Your doctor, ideally a rheumatologist, will take a detailed history of your symptoms and examine the joint for the classic signs, which will help him to diagnose RA. These include:

  • Inflammation in the joint
  • Characteristic joint swelling and stiffness in the morning
  • Tenderness over the joint (pain on applying pressure over the joint)
  • Symmetric polyarthritis — the same joints are involved on both sides of the body
  • Findings of rheumatoid nodules under the skin, commonly over the elbows or fingers
  • Joint deformity

Blood tests to diagnose rheumatoid arthritis

Your doctor may arrange blood tests to help confirm the diagnosis. No blood test can definitively be specific and prove or rule out a rheumatoid arthritis diagnosis, but the tests indicated can make the doctor strongly suspect this condition.

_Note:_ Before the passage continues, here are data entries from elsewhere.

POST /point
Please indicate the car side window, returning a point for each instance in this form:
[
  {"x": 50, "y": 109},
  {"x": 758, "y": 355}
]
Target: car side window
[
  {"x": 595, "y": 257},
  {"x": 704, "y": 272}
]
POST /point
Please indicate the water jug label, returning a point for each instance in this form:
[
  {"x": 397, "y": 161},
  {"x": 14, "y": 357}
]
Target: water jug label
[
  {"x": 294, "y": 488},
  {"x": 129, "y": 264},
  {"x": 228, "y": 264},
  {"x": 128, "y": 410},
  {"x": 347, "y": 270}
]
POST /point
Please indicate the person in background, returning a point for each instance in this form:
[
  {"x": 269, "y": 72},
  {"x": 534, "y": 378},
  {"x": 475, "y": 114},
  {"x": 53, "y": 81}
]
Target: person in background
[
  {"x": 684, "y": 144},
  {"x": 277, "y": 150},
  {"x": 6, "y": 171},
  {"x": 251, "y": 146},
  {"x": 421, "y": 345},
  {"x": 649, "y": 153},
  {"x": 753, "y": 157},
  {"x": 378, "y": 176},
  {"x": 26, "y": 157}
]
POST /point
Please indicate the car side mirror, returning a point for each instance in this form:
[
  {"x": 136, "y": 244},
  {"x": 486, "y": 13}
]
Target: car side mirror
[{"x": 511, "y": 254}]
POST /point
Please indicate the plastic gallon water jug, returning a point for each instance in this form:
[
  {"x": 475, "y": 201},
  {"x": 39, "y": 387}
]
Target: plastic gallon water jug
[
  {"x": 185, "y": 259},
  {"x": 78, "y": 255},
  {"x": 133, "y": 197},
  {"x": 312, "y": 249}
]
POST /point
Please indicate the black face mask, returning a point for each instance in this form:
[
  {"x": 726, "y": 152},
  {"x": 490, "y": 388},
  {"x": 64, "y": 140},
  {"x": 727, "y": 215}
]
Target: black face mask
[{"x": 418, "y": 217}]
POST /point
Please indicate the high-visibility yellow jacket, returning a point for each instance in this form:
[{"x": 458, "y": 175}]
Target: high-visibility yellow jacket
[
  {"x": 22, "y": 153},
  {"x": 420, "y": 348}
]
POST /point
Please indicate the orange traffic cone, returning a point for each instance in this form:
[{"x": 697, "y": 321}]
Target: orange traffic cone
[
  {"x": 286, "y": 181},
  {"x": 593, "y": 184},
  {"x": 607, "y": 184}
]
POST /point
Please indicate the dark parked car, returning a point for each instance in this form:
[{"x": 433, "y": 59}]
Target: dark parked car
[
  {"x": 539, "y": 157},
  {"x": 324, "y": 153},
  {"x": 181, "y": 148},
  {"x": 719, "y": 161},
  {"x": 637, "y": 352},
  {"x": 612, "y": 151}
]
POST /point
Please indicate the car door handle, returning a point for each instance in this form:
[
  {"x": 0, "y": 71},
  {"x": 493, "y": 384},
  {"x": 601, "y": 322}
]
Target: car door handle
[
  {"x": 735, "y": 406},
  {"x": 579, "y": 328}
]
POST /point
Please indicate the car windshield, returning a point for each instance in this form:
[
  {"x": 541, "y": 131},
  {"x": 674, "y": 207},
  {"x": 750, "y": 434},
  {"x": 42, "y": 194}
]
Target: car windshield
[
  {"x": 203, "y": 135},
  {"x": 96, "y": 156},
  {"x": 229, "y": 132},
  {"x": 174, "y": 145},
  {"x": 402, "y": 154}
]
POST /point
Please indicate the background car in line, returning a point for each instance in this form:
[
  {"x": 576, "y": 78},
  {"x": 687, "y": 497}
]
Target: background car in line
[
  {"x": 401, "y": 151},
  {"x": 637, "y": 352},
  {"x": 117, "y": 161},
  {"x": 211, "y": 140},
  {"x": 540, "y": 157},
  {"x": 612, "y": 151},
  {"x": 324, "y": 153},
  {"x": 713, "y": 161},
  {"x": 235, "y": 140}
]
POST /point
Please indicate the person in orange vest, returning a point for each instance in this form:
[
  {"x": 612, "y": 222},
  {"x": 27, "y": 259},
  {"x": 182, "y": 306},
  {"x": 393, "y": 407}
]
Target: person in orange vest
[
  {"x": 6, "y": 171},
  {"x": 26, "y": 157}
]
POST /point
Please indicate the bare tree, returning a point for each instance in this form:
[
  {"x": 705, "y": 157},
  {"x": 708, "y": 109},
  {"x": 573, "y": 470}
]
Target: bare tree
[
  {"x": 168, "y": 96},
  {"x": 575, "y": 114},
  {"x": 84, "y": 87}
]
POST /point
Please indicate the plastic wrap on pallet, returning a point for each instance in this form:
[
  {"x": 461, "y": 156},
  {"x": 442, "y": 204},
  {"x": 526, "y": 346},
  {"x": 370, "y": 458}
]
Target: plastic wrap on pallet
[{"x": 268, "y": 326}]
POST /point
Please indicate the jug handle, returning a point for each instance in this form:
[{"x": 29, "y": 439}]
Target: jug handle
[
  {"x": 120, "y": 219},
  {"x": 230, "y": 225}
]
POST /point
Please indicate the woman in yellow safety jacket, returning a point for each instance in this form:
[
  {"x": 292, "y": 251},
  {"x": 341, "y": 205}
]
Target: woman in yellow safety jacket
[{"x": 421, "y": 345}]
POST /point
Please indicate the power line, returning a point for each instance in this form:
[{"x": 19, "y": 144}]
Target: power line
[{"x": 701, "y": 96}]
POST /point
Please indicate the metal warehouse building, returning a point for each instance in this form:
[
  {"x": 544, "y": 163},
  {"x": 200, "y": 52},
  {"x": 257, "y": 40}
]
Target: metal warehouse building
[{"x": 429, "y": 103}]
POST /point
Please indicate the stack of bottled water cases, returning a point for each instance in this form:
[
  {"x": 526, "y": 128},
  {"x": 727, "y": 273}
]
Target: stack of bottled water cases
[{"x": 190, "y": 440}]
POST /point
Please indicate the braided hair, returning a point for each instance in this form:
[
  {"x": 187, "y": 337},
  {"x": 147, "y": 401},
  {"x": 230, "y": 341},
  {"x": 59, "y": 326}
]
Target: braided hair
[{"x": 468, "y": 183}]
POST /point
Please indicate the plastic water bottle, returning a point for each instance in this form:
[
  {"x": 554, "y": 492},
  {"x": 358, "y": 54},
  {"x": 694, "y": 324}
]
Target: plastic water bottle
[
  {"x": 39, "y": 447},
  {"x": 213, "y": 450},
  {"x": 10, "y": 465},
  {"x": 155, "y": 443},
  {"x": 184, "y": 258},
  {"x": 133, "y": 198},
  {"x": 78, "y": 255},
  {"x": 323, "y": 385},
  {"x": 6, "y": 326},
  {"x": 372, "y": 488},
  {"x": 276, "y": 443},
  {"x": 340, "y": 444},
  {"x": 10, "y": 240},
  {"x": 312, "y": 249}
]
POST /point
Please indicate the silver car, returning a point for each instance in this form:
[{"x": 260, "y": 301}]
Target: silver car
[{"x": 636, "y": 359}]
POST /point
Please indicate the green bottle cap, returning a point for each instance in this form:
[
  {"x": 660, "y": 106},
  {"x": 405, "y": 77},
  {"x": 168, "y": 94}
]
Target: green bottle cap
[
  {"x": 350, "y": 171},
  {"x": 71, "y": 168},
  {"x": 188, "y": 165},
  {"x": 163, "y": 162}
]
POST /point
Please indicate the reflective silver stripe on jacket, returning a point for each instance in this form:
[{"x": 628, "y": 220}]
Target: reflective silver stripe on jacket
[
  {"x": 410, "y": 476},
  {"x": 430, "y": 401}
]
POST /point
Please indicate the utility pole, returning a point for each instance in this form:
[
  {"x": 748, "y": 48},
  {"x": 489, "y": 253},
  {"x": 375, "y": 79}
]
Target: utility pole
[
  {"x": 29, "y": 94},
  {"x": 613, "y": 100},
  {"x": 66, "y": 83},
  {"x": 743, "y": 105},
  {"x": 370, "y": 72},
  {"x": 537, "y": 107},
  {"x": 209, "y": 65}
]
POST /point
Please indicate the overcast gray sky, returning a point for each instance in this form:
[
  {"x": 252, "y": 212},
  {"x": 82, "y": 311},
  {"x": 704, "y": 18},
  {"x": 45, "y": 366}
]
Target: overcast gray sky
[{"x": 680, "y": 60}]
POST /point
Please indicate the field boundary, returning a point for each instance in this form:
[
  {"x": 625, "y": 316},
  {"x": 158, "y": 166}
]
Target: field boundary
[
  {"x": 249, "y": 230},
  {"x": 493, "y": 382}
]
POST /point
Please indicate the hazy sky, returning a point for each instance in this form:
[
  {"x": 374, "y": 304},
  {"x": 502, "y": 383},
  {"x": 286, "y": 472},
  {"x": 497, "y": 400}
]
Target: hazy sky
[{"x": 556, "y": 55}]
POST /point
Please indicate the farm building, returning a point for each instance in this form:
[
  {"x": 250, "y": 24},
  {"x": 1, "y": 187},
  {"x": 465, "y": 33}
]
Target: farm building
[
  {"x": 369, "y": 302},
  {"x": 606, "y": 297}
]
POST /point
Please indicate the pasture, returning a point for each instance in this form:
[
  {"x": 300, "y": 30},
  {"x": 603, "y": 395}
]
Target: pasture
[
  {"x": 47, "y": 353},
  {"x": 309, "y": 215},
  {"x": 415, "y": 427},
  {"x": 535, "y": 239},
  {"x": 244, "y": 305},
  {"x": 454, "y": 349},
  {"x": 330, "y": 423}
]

Some of the main blood tests used include:

  • Erythrocyte Sedimentation Rate (ESR) is raised due to the presence of inflammation caused by rheumatoid arthritis.
  • Red blood cell count decreases due to the presence of mild anemia, which is seen in about 33 to 66 percent of all RA patients.
  • Platelet count increases due to inflammation. However, it can decrease due to the side effects of drugs.
  • C – Reactive proteins (CRP) are raised, again due to inflammation in an active RA. This test also helps to gauge disease activity and response to treatment.
  • The rheumatoid factor test also called the RA factor test looks for specific antibodies and measures levels of rheumatoid factors in the blood. Rheumatoid factor is present in about 50 to 80% of RA patients. Higher levels of RA factor indicate higher levels of inflammation.
  • Antinuclear antibodies (ANA) are raised in about 40% of RA cases. However, this is not a specific test for RA as ANA can be found raised in other diseases as well.
  • Assessment of liver and kidney function is important for treatment options. For example, a patient with kidney insufficiency will not be prescribed a nonsteroidal anti-inflammatory drug (NSAID). Similarly, methotrexate is contraindicated in patients with liver diseases such as hepatitis C and renal impairment.

Imaging studies to diagnose rheumatoid arthritis

  • X-rays of the involved joints show loss of bone density and erosion of the cartilage and edges of the bones. On x-ray, this shows as reduced joint space. Inflammation of soft tissues around the joints is also seen. Characteristic periarticular erosive changes may be indicative of a more aggressive rheumatoid arthritis disease.
  • MRI is particularly useful in detecting the erosion of cartilage and bones of RA in the early stages.
  • Ultrasound
  • Bone densitometry is done to detect osteoporosis, which develops in RA.

In 2010, the American College of Rheumatology and the European League Against Rheumatism jointly created new classification criteria for rheumatoid arthritis. Medscape.com gives a good account of it.